Three Cheers for the Librarians–Lets Help Them Help Us
Three cheers for the librarians who look after us, whether we know it or not. As a student, teacher, researcher, and citizen I work with a wide range of information resources everyday. Whether I step into a library building or not, a large proportion of those resources are available to me because librarians work to make them available to me. Even when I use resources that come to me without the direct intervention of librarians and library staff, I am benefiting from the worlds of education, research, and democratic governance, including values of access and privacy, that librarians work hard to foster and defend everyday. I cannot say thank you enough for their work.

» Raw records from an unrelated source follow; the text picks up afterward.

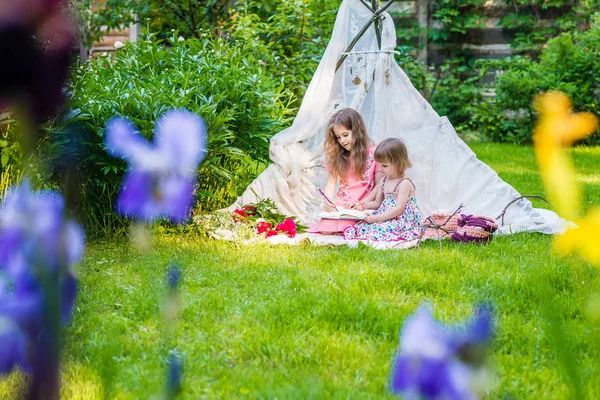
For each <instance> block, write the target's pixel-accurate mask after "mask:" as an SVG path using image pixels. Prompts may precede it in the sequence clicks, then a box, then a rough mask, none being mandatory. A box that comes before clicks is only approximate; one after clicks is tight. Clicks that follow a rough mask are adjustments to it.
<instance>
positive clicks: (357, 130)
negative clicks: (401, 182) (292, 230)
mask: <svg viewBox="0 0 600 400" xmlns="http://www.w3.org/2000/svg"><path fill="white" fill-rule="evenodd" d="M374 153H375V146H373V145H372V141H371V140H370V139H369V136H368V135H367V127H366V126H365V123H364V121H363V119H362V117H361V115H360V114H359V112H358V111H356V110H354V109H352V108H344V109H342V110H339V111H338V112H336V113H335V114H333V115H332V116H331V119H330V120H329V124H328V127H327V133H326V135H325V157H326V167H327V171H328V176H327V183H326V184H325V194H326V195H327V197H328V198H329V199H331V200H332V201H333V202H334V203H335V205H336V207H346V208H348V207H349V206H351V205H354V204H356V203H357V202H360V201H372V200H374V199H375V192H374V191H373V187H374V186H375V182H378V181H379V180H380V179H381V178H382V177H383V174H382V173H381V172H379V170H378V168H377V162H376V161H375V158H374ZM338 179H339V182H340V187H339V189H338V191H337V196H335V197H334V191H335V186H336V184H337V181H338ZM323 209H324V210H325V211H333V205H332V204H329V203H328V202H327V201H325V202H324V204H323ZM355 223H356V221H355V220H339V221H338V220H330V219H322V220H321V221H320V222H319V223H318V224H316V225H315V226H313V227H311V229H310V230H309V232H320V233H340V232H342V231H343V230H344V229H345V228H346V227H348V226H350V225H354V224H355Z"/></svg>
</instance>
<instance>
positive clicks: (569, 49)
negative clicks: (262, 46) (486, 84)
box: [472, 24, 600, 144]
mask: <svg viewBox="0 0 600 400" xmlns="http://www.w3.org/2000/svg"><path fill="white" fill-rule="evenodd" d="M598 54H600V26H599V25H598V24H596V25H595V27H592V29H590V30H588V31H585V32H568V33H563V34H562V35H560V36H557V37H556V38H554V39H552V40H550V41H549V42H548V43H547V45H546V47H545V49H544V50H543V51H542V53H541V55H540V59H539V61H538V62H536V61H532V60H530V59H528V58H525V57H520V56H517V57H512V58H508V59H504V60H497V61H486V62H484V63H482V65H483V66H484V68H496V69H498V70H500V71H501V73H499V74H498V75H497V77H496V82H495V89H496V98H495V102H493V103H486V104H483V103H480V104H477V105H475V106H473V107H472V112H473V120H472V127H473V128H474V129H479V130H481V131H482V133H484V134H486V135H487V136H488V137H489V138H491V139H492V140H495V141H509V142H516V143H525V142H530V141H531V135H532V132H533V127H534V124H535V120H536V114H535V111H534V109H533V106H532V102H533V99H534V98H535V96H536V95H537V94H538V93H540V92H544V91H548V90H560V91H563V92H565V93H567V94H568V95H569V97H571V99H572V100H573V104H574V107H575V109H576V110H577V111H591V112H593V113H596V114H598V112H599V106H598V104H600V86H599V81H598V75H599V74H600V57H598ZM499 118H502V119H504V121H500V120H499ZM584 143H587V144H599V143H600V137H599V135H593V136H591V137H590V138H588V139H587V140H586V141H585V142H584Z"/></svg>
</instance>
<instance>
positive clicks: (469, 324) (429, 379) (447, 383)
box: [391, 305, 493, 400]
mask: <svg viewBox="0 0 600 400" xmlns="http://www.w3.org/2000/svg"><path fill="white" fill-rule="evenodd" d="M492 333H493V319H492V314H491V309H490V308H488V307H483V306H481V307H479V308H477V311H476V312H475V315H474V316H473V318H472V319H471V320H470V321H469V322H467V323H466V324H464V325H462V326H458V327H448V326H445V325H442V324H441V323H439V322H437V321H436V320H434V319H433V316H432V314H431V309H430V307H429V306H427V305H423V306H421V307H419V309H418V310H417V311H416V312H415V313H414V314H413V315H412V316H411V317H409V318H408V319H407V321H406V322H405V323H404V326H403V328H402V332H401V335H400V350H399V352H398V354H397V356H396V360H395V362H394V366H393V369H392V377H391V390H392V391H393V392H394V393H398V394H402V395H403V396H405V398H417V399H418V398H424V399H461V400H462V399H476V398H477V394H478V393H477V392H478V390H477V388H476V387H477V382H476V377H477V376H478V375H479V373H480V371H481V370H483V366H484V364H485V360H486V356H487V345H488V342H489V341H490V339H491V336H492Z"/></svg>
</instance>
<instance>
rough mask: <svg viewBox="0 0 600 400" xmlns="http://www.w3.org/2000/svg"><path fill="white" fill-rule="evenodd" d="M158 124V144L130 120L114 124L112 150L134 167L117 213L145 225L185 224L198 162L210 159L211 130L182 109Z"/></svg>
mask: <svg viewBox="0 0 600 400" xmlns="http://www.w3.org/2000/svg"><path fill="white" fill-rule="evenodd" d="M156 126H157V127H156V133H155V137H154V144H152V143H149V142H148V141H147V140H146V139H145V138H144V137H142V136H141V135H140V134H139V133H138V132H137V131H136V129H135V126H134V125H133V124H132V123H131V122H130V121H128V120H127V119H124V118H113V119H111V120H110V121H109V122H108V125H107V127H106V147H107V149H108V151H109V152H110V153H111V154H112V155H114V156H116V157H121V158H123V159H125V160H126V161H127V162H128V163H129V167H130V168H129V171H128V172H127V174H126V175H125V177H124V178H123V184H122V186H121V192H120V194H119V198H118V200H117V212H118V213H119V214H121V215H124V216H128V217H135V218H139V219H141V220H143V221H152V220H154V219H156V218H161V217H166V218H168V219H170V220H171V221H173V222H182V221H184V220H185V219H186V218H187V217H188V214H189V211H190V208H191V206H192V202H193V199H194V197H193V191H194V185H195V183H196V175H197V169H198V164H199V163H200V161H202V160H203V159H204V157H205V155H206V145H207V139H206V130H205V127H204V123H203V122H202V120H201V119H200V118H199V117H198V116H196V115H195V114H193V113H190V112H188V111H181V110H172V111H169V112H167V113H165V115H163V116H162V117H161V118H160V119H159V120H158V121H157V123H156Z"/></svg>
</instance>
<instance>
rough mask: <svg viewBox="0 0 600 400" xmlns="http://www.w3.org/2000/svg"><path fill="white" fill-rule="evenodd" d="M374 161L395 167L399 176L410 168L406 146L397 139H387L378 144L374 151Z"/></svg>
mask: <svg viewBox="0 0 600 400" xmlns="http://www.w3.org/2000/svg"><path fill="white" fill-rule="evenodd" d="M375 161H377V162H378V163H389V164H393V165H395V166H396V168H398V174H399V175H400V176H402V175H404V172H405V171H406V170H407V169H408V168H410V167H412V164H411V163H410V160H409V158H408V150H406V145H405V144H404V142H403V141H402V140H400V139H398V138H387V139H385V140H383V141H382V142H381V143H379V144H378V145H377V148H376V149H375Z"/></svg>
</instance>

In his round up on “Anthropology and Open Access” (dealing with HR 3699 and SOPA), Jason Antrosio at Anthropology Report has kindly cited my comment on Ryan Anderson’s Savage Minds post on these themes. Under my own by-line, here is what I said in response to Ryan’s post. (Ryan is the Savage Mind who kindly interviewed me on OA issues in anthropology a while back.)
It is crucial that faculty and graduate students are part of the push back (against SOPA and HR 3699) for a number of reasons. One of which is that we need, in doing so, to give the librarians a morale boost. They have been fighting for us on this front for decades with too few of us knowing or caring about it. They have been getting tired, really tired. The way that, on this one, faculty and graduate students have been unusually vocal, has been encouraging to them. We need their help. Keep it up.
Thankfully tons of smart people have been explaining the problems with H.R. 3699 and SOPA. I could list links all day. If you do not yet know about these issues, dive in quickly and get them figured out.